Das Mainboard is im übirgen ein AsRock folge einfach dem Link usw... geht eigentlich bis QuadCore hoch mit den CPUs

Die Wärmeleitpaste is aber ok oder? Muss ich ne andere nehmen... nehm die schon immer... (Keine Angst Tube erst im Februar gekauft)

Achja, die 60 ° sind im BIOS also ohne Last...


----------



## AndreG (4. Juli 2008)

Hi,

Ok 60° im Bios sind deutlich zu viel. Die WLP ist gut und kann man nehmen.

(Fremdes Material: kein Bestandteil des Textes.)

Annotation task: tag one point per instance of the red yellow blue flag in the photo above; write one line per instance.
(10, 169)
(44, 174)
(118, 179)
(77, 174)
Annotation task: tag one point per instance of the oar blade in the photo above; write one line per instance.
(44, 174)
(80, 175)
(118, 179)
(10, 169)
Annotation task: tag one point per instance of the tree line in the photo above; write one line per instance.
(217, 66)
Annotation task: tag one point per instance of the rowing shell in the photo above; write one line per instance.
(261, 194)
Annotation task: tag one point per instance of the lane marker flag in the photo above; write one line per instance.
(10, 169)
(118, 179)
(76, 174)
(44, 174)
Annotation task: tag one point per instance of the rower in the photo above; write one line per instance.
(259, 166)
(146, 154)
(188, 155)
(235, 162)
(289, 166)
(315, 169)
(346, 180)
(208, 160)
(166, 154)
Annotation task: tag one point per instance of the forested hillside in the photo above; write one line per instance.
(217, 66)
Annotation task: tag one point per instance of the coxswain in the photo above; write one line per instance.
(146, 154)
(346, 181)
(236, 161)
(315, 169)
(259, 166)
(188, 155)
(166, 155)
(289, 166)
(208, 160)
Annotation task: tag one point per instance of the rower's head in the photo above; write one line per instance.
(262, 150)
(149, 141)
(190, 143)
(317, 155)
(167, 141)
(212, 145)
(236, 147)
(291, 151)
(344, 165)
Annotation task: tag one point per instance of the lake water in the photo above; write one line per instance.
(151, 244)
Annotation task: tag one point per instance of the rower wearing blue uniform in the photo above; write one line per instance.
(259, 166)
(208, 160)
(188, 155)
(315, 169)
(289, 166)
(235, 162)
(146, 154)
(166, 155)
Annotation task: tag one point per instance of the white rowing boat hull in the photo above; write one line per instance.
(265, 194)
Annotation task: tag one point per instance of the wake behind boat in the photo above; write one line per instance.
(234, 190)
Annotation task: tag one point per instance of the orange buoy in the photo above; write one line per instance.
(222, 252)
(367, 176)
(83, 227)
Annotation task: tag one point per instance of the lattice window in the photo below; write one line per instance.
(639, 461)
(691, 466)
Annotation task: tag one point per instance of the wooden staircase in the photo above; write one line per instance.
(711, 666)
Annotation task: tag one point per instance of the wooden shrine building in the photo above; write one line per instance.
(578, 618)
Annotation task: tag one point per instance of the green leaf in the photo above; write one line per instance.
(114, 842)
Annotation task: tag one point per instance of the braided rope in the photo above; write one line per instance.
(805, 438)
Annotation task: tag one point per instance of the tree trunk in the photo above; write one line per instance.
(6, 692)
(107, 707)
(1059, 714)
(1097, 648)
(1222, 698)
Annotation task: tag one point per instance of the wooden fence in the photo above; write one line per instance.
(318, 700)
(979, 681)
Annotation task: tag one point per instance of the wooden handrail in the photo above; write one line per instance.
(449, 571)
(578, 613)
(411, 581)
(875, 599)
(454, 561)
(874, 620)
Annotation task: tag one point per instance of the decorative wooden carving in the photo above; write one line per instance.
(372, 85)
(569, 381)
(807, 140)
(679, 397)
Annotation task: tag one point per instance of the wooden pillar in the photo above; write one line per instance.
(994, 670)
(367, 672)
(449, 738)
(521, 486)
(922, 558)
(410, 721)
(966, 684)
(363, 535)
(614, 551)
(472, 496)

Ich denke mal das dein Kühler nicht richtig auf der CPU sitzt. Nimm diesen am besten nochmal runter, mach die WLP runter und nochmal neue drauf.

Nimm nur soviel das die Headspreader bedeckt ist. Also möglichst dünn auftragen. Dann achte drauf das die Puchpins von deinem Kühler auch wirklich einrasten.

Und drauf achten das keine Kabel vor dem Lüfter im Weg sind.

Mfg Andre


----------



## _Lupo_ (6. Juli 2008)

Wenn der Lüfter blockiert wäre würde sich das Board im Normalfall unter viel Piepen ausschalten 
Ich habe eher die Vermutung dass du die WLP zu dick aufgetragen hast. Die muss man wirklich sehr sehr dünn auftragen, da sie nur dazu dient, Unebenheiten auszugleichen. 
Also, mach die WLP nochmal ab und trage sie dann ganz dünn nochmal auf und schau dann auch, dass alle 4 Pushpins ordentlich einrasten. Also am besten nachdem du denkst der Kühler sei fest nochmal leicht dran rütteln um zu sehen ob wirklich alle 4 richtig fest sitzen.


----------



## AndreG (6. Juli 2008)

_Lupo_ hat gesagt.:


> Wenn der Lüfter blockiert wäre würde sich das Board im Normalfall unter viel Piepen ausschalten
> Ich habe eher die Vermutung dass du die WLP zu dick aufgetragen hast. Die muss man wirklich sehr sehr dünn auftragen, da sie nur dazu dient, Unebenheiten auszugleichen.
> Also, mach die WLP nochmal ab und trage sie dann ganz dünn nochmal auf und schau dann auch, dass alle 4 Pushpins ordentlich einrasten. Also am besten nachdem du denkst der Kühler sei fest nochmal leicht dran rütteln um zu sehen ob wirklich alle 4 richtig fest sitzen.



Nett das du mich wiederholst  , wobei er ja auch noch sagt das sein Lüfter rennt.

Mfg Andre


----------



## _Lupo_ (6. Juli 2008)

Naja, ich hab begründet warum er was tun sollte, was du ja nicht für nötig gehalten hast


----------